= Andrew Forge =

English painter

Andrew Murray Forge (10 November 1923, Hastingleigh, Kent – 4 September 2002, New Milford, Connecticut, United States) was an English painter, academic, and art critic.

After Leighton Park School, Forge studied art at the Camberwell School of Art in London, England, under William Coldstream and Victor Pasmore in the 1940s.
From 1950 to 1964, Forge was a senior lecturer at the Slade School of Art in central London, where he met Dorothy Mead in the 1950s, a former member of the Borough Group, when she was a mature student at the Slade. He showed with the London Group of artists from as early as 1950.
He formally joined the London Group in 1960, the same year as Mead, and was president from 1966 to 1971. He was succeeded as president by Mead.
From 1964 to 1970, Forge was Head of the Department of Fine Art at Goldsmiths College in southeast London. From 1971 to 1972, he was a lecturer in the Department of Art at the University of Reading.
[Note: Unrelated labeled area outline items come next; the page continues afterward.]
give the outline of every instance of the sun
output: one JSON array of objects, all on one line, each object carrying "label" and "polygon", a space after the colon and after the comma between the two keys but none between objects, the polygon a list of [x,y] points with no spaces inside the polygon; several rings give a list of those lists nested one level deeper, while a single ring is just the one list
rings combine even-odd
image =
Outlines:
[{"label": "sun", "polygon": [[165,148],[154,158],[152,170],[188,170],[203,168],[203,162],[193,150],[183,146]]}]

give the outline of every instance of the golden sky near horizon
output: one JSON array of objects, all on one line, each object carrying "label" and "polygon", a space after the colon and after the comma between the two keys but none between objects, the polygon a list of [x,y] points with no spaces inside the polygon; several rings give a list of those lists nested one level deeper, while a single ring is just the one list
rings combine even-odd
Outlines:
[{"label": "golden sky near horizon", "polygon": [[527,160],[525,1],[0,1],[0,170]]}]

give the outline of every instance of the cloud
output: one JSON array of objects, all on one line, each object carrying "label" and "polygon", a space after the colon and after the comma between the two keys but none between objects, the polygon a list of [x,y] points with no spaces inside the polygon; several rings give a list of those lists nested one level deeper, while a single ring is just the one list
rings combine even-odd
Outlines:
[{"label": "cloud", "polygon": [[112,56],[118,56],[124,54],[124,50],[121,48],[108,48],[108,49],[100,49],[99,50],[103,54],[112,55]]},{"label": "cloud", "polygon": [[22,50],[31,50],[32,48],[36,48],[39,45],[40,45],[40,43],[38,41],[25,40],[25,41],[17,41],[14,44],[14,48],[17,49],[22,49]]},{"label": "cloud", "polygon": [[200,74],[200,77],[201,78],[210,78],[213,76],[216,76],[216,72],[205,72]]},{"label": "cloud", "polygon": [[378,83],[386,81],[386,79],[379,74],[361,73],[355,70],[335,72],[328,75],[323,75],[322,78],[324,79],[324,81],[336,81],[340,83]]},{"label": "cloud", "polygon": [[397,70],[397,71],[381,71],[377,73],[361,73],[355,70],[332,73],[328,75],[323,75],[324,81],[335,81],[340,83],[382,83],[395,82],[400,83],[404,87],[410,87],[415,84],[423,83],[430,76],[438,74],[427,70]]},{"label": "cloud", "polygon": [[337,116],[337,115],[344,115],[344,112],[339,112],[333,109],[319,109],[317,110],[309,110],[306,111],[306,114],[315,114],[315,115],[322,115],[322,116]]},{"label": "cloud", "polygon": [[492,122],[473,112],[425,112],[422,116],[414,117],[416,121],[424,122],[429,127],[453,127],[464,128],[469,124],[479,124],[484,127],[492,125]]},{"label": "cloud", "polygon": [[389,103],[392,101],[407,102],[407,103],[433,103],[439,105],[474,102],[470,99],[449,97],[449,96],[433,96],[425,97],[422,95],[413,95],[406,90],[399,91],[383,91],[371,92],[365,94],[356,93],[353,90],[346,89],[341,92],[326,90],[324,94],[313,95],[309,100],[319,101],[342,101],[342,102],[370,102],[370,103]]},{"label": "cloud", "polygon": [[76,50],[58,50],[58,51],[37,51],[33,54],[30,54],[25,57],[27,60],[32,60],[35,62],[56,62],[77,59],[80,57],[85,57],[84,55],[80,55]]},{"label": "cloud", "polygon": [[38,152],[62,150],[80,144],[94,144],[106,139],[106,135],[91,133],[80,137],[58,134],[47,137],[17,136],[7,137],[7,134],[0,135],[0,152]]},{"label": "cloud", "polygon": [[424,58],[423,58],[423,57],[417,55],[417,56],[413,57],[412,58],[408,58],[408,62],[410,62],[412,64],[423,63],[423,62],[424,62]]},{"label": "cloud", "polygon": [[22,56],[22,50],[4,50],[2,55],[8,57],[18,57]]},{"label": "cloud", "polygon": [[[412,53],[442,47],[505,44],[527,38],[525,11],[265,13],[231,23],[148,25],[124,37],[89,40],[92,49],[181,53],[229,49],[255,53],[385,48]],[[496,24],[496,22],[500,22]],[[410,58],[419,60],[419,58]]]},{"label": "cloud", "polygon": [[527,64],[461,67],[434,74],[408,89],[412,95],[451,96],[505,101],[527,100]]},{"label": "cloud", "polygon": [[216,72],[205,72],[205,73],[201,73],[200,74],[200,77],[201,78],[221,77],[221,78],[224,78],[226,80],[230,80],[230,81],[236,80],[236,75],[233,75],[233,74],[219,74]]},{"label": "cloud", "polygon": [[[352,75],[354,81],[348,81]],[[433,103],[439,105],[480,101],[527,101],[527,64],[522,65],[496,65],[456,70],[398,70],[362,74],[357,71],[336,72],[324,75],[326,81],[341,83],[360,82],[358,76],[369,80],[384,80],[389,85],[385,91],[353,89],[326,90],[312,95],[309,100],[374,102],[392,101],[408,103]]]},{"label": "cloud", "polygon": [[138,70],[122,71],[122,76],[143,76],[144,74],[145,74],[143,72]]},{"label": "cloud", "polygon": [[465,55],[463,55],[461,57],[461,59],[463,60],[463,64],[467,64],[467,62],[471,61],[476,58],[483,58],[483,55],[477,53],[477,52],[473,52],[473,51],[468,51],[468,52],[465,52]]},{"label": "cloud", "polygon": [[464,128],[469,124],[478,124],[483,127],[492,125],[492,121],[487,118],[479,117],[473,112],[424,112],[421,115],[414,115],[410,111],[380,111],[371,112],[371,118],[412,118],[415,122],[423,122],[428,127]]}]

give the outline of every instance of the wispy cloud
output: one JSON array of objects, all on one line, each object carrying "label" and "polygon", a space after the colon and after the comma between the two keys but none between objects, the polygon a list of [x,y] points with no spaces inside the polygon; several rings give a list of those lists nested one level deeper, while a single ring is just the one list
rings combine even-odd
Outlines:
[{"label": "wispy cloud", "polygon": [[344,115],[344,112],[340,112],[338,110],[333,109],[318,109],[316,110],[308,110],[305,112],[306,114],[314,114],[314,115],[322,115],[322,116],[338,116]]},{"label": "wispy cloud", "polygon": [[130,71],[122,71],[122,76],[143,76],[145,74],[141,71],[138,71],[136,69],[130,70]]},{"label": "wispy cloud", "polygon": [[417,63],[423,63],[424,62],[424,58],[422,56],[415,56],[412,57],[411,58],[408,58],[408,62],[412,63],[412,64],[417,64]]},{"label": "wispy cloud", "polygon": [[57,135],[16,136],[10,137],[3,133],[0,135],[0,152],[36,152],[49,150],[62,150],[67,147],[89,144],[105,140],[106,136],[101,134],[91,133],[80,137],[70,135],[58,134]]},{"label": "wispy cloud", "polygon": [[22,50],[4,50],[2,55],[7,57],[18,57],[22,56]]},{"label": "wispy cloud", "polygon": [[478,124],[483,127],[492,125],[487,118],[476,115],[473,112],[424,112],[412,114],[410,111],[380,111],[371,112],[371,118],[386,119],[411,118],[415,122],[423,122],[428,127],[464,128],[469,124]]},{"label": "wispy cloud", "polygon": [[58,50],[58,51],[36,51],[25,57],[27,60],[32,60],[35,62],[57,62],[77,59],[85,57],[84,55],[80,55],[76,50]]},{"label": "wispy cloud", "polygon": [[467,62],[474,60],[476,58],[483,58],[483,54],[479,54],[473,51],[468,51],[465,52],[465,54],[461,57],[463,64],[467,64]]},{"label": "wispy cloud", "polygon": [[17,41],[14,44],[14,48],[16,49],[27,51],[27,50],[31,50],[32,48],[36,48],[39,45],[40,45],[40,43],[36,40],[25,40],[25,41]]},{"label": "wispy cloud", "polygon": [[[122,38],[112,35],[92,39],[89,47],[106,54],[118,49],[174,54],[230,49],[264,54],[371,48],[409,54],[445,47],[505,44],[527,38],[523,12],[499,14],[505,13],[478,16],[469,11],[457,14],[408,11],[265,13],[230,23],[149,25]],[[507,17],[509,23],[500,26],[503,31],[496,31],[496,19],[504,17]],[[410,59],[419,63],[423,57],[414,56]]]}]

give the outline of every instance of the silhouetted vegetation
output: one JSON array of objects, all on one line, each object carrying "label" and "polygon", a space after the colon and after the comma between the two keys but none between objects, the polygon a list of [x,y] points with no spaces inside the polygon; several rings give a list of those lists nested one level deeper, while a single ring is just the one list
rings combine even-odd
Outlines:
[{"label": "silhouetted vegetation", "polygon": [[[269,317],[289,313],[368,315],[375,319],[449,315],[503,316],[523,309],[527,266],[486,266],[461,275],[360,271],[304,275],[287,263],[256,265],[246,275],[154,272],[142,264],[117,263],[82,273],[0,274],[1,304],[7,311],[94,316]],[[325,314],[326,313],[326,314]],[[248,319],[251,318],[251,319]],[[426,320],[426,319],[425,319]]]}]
Andrew Forge emigrated to the United States and was Visiting Professor at Cooper Union, New York (1973–74), Associate Dean, New York Studio School (1974–75), Visiting Professor (1975–2002). He became Professor of Painting at Yale University (1975–91), Dean of the School of Art (1975–83), and Emeritus William Leffingwell Professor of Painting (1991–94). In 1992, he was elected into the National Academy of Design as an Associate member, and became a full Academician in 1994.

Forge's work are among collections at the Tate Gallery and other art museums.

In 1950 Forge married Sheila Deane and they had three daughters. The marriage was dissolved and he remarried in 1974 to Ruth Miller.